Viernes 11 de diciembre de 2009 0 comentarios
 

Así se pueden calificar las medidas que el Gobierno pretende dar al colapso laboral que existe en nuestro país. Un poco de aire a una situación que discurre entre el dramatismo y la catástrofe. Obviamente, bienvenidas sean, pero son insuficientes y mal enfocadas. Los concesionarios venderán más coches pero, ¿a quién?, sólo se beneficiarán los que esconden la pasta en el calcetín. Ayudas a la formación, pero, ¿quién los va a emplear? El tejido laboral se estructura a través de PIMES y autónomos, y la mayor parte han cerrado y luchan frente a embargos. Para nada se han tomado medidas con los especuladores y estafadores que deben dinero por subcontratas. ¿Dónde está la justicia? Mientras los poderosos reciben ayudas directas a través de reducción de impuestos, los que verdaderamente crean empleo se perfilan como candidatos al suicidio colectivo.
El autónomo es la esencia de la producción, pero sigue siendo el olvidado social. Mientras no se ofrezcan ayudas directas a este gremio, España seguirá en el estancamiento. Ya pueden dar cursillos de lo que quieran, si los autónomos no estabilizan su estado financiero, nuestro país seguirá sumido en la crisis.

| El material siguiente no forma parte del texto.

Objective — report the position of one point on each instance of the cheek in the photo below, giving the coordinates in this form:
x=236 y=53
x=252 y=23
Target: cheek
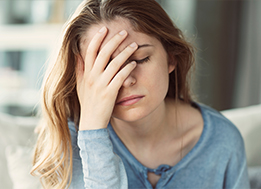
x=157 y=80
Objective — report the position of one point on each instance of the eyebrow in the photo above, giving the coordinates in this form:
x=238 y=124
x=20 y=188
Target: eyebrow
x=144 y=45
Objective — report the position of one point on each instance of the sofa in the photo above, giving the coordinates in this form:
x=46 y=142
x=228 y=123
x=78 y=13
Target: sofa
x=17 y=139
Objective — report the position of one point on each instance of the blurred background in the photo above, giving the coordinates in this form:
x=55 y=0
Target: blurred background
x=226 y=33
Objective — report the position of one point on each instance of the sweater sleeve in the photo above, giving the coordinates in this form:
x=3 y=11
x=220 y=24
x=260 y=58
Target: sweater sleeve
x=94 y=163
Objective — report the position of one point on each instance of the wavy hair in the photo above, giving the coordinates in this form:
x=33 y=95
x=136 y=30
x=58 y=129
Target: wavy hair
x=53 y=151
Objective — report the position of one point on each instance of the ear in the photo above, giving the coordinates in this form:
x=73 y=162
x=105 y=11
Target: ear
x=172 y=63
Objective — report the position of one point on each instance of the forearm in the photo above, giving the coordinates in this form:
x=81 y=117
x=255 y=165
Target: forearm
x=101 y=167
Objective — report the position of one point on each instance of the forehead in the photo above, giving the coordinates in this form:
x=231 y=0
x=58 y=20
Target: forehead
x=115 y=27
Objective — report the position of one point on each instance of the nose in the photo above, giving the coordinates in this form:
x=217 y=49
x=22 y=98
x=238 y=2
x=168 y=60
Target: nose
x=129 y=81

Es así de sencillo. Por muchas medidas que se ofrezcan, mientras los bancos tengan la última palabra, seguiremos monitorizados y en grave riesgo de colapso.
Lo curioso es que algunos se creen la eficacia de esas medidas y las divulgan como corderitos que son del rebaño nacional. Pero sólo es un poco de oxígeno que aliviará a los que realmente ya respiran. Los demás seguiremos en una continua arritmia que nos mantendrá en la UVI, luchando por nuestras vidas y por las de nuestras familias. Mientras tanto, el Gobierno seguirá comprando la voluntad de los españoles con 420 euros. Lo cual genera e incrementa la economía sumergida y el conformismo de un sector de gandules.